No - it would be anachronistic if you did, which is a large part of my point. But take the account of the Tabernacle, in which there is a conscious echo in Bezalel and Oholiab, filled with God’s Spirit to make the tabernacle, with God creating his cosmic temple in Gen 1 (see Greg Beale on this).
Amongst other things, they were responsible for the design and casting of the bronze furnishings of the temple, such as the laver. Later, Hiram did castings on a much grander scale for Solomon’s Temple - remember the two large pillars Boaz and Jachin. Today, such metalwork would be regarded as engineering, and the decorative work as “art” - but then it was just artisanship.
But the point is that all those “making” analogies, authorised by Scripture, still treat creation as an “artifact”, recognising that we will intuit that it is more than that. (In my last post I should also have added that the “speech” analogy, as well as being a royal image, also covers the bard, weaving organic worlds of imagination that can change how we see things: there’s a closer analogy).
Paley, I think, gets a bad deal nowadays - most critics haven’t read him (I reviewed him [here](http://potiphar.jongarvey.co.uk/2012/01/04/natural-theology-paley-and-darwin/ .) For a start, although he begins with his watch analogy, and deals with biology according to the mechanical anatomy of the time, he also deals with astronomy, the nature of the elements and (as I mention in my piece) fine tuning of laws, such as the inverse square law. But he was doing apologetics with the concepts of his time, as you rightly say:
Bacon and Descartes championed “the mechanical philosophy”, right? And as you say, Boyle was its chief prophet. You can’t get more mechanistic than that. Descartes regarded animals as mere automata, directly leading to the interest in mechanical automata in Paley’s own century. He responded to people where they were at the time.

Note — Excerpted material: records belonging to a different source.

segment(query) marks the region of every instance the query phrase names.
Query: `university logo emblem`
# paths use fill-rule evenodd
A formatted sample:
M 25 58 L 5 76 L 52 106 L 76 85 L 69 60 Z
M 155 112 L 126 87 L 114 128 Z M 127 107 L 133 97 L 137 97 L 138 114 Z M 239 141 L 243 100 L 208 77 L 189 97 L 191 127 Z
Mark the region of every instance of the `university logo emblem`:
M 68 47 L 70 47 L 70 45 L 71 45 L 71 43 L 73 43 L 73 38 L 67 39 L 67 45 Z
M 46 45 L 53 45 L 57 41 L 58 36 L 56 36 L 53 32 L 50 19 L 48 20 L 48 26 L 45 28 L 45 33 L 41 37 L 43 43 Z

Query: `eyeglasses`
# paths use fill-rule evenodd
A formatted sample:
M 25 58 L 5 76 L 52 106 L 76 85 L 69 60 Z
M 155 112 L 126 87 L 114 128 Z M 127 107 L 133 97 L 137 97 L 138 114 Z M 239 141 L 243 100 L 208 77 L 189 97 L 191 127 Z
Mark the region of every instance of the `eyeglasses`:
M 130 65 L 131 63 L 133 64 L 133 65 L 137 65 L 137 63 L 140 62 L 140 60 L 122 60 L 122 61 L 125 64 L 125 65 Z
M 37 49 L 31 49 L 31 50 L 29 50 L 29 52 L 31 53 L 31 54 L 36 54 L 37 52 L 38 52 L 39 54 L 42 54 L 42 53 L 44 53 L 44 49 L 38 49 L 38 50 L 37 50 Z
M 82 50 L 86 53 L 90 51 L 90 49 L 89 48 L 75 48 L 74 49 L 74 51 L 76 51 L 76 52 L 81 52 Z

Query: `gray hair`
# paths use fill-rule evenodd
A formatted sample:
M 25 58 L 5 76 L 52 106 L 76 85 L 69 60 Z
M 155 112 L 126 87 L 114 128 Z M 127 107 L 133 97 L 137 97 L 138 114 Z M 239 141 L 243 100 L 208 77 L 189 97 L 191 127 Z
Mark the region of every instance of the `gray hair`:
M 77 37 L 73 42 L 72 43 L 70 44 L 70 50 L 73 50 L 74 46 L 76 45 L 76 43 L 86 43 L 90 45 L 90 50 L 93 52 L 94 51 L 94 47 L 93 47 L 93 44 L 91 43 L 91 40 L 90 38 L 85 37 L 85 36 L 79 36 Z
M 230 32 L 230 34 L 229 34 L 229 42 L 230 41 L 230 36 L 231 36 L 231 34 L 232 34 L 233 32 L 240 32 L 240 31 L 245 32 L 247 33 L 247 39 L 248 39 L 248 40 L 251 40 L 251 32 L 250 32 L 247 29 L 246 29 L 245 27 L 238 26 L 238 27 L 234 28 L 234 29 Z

But that mechanistic view has, surely, only continued in our time in the molecular biology conception of life. Biology has seen organisms as molecular machines - and the whole evolutionary concept of altering the parts of living things piecemeal through mutation of the manufacturing program (DNA) is a wholly mechanical, engineering concept. So it is not surprising that ID as an apologetics movement should begin there, as Paley began with his watch.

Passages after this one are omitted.